Major Section: ACL2-BUILT-INS
Use princ$ to do basic printing of atoms (i.e., other than cons
pairs). In particular, princ$ prints a string without the surrounding
double-quotes and without escaping double-quote characters within the string.
Note that princ$ is sensitive to the print-base, print-radix, and
print-case; see set-print-base, see set-print-radix, and
see set-print-case. Princ$ returns state.
Examples:
ACL2 !>(princ$ "Howdy ho" (standard-co state) state)
Howdy ho<state>
ACL2 !>(pprogn (princ$ "Howdy ho" (standard-co state) state)

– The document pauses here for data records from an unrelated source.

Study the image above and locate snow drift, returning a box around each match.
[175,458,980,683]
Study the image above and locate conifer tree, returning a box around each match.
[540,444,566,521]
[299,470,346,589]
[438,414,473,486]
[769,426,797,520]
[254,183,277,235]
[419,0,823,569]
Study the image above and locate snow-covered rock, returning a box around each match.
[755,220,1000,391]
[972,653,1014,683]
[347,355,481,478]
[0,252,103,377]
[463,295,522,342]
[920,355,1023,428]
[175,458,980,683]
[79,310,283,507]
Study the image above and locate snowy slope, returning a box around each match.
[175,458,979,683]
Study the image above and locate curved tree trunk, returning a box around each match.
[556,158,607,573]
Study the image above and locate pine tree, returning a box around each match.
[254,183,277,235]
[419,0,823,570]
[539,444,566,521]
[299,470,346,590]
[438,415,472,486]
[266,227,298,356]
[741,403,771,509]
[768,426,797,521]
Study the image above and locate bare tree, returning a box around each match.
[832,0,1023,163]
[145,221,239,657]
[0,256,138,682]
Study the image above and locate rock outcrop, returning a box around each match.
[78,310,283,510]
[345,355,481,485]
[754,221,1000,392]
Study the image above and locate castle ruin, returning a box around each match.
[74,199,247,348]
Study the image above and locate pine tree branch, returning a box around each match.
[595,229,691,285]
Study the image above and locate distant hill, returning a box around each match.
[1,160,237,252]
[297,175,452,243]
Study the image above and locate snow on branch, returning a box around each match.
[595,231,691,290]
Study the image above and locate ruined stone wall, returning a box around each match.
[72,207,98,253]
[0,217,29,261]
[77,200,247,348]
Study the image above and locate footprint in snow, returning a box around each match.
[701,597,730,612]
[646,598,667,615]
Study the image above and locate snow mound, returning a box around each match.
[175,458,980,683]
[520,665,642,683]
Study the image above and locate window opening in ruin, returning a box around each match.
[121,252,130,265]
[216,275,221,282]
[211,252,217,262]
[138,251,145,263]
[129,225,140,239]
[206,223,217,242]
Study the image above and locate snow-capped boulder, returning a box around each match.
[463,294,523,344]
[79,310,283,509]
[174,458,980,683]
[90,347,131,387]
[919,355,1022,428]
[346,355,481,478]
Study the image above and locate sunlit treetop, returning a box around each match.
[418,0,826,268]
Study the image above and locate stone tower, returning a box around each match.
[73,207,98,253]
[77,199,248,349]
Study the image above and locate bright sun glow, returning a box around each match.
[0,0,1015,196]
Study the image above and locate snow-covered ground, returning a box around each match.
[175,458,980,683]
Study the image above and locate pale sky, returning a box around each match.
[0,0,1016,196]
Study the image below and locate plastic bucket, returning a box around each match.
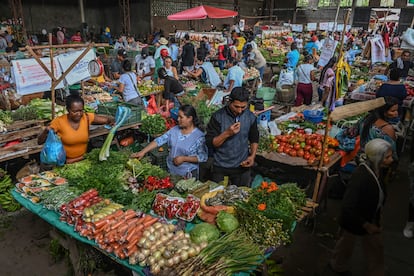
[256,87,276,101]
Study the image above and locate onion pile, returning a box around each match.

(newline (standard-co state) state))
Howdy ho
<state>
ACL2 !>(princ$ "ab\"cd" *standard-co* state)
ab"cd<state>
ACL2 !>
ACL2 !>(princ$ 17 *standard-co* state)
17<state>
ACL2 !>(set-print-base 16 state)
<state>
ACL2 !>(princ$ 17 *standard-co* state)
11<state>
ACL2 !>(set-print-radix t state)
<state>
ACL2 !>(princ$ 17 *standard-co* state)
#x11<state>
ACL2 !>(princ$ 'xyz *standard-co* state)
XYZ<state>
ACL2 !>(set-print-case :downcase state)
<state>
ACL2 !>(princ$ 'xyz *standard-co* state)
xyz<state>
ACL2 !>
The guard for (princ$ x channel state) is essentially as follows; see io
for an explanation of guards of certain built-in functions that take
state, such as princ$.
(and (or (acl2-numberp x)
(characterp x)
(stringp x)
(symbolp x))
(state-p1 state-state)
(symbolp channel)
(open-output-channel-p1 channel :character state-state))
See fmt for more sophisticated printing routines, and see IO for general information about input and output.